J’ai un peu l’impression que beaucoup de clients ou stakeholders attendent d’un design sprint des « solutions » alors qu’au final, bien souvent, l’exercice sert surtout à mettre le doigt sur différents problèmes (souvent organisationnels). Mais que c’est vendu aux clients comme « vous en faites pas en 5 jours on va trouver toutes les solutions et vous aurez un proto testé à la fin ». C’est vrai, après tout, leur vendre 5 jours de « alors en fait on va passer 5 jours à soulever des questions que vous aviez pas envie de soulever et on aura pas forcément de réponses à la fin » c’est un peu plus compliqué à vendre.
L’exercice reste interessant, mais j’ai peur qu’on en attende un peu « trop » en terme de solutions.

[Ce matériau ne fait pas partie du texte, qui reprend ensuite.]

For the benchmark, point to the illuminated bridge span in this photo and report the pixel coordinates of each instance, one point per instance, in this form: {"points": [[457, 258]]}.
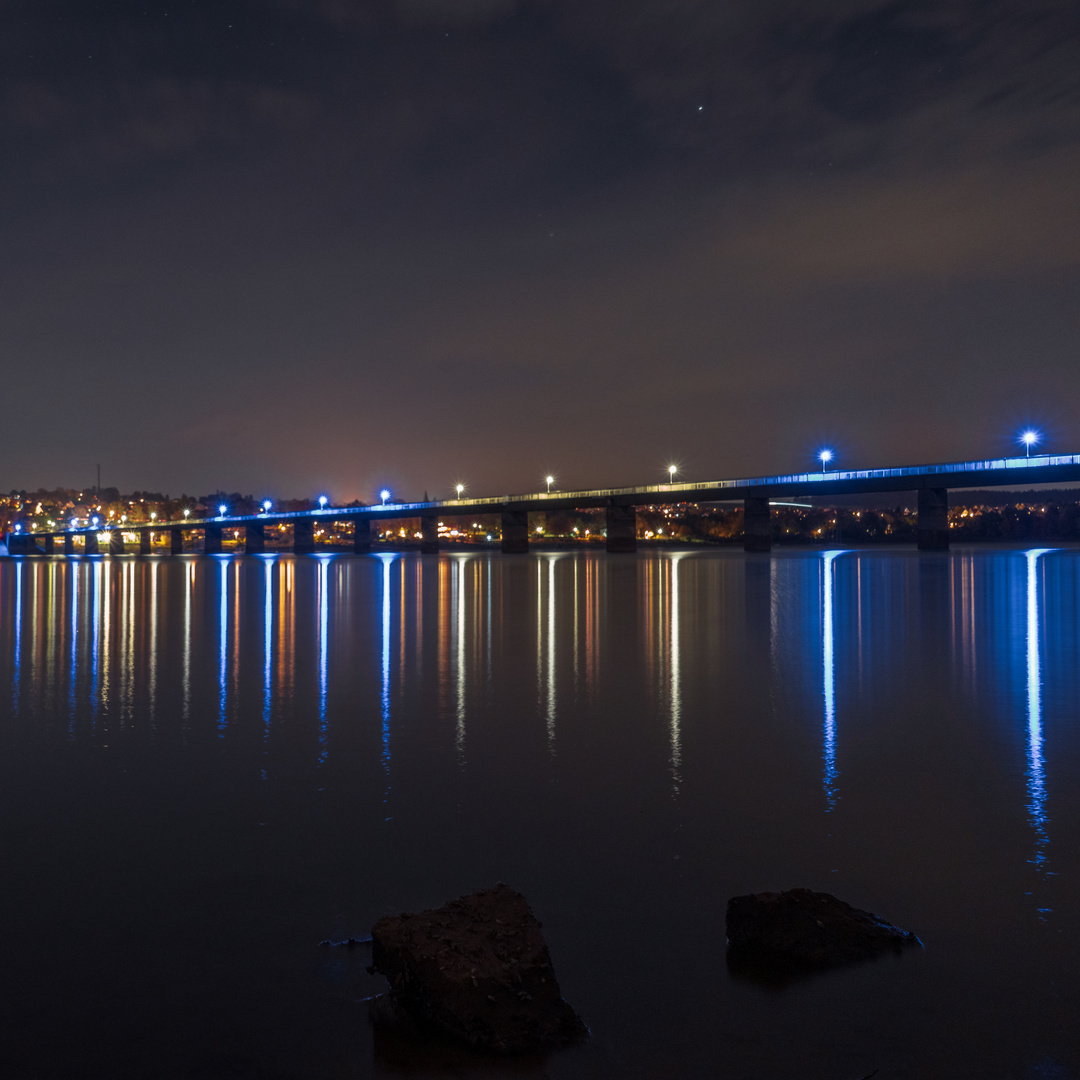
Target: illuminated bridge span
{"points": [[931, 484]]}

L’autre constat de mon côté c’est également l’enchainement des « design sprints » (qui n’en sont pas vraiment) chez certains clients car la notion de « sprint » est connue dans leurs équipes agiles. Du coup, certaines personnes semblent croire que le « design sprint » c’est juste un « sprint de design » et qu’on peut faire un design sprint chaque mois avant les sprints de dev. Il y a aussi du coup à mon avis une grosse confusion ici qui amène certaines entreprises à croire qu’il suffit de faire un design sprint avant un cycle de sprints de dev et pouf à la fin du design sprint on a toutes les maquettes testées et validées, y a plus qu’à développer.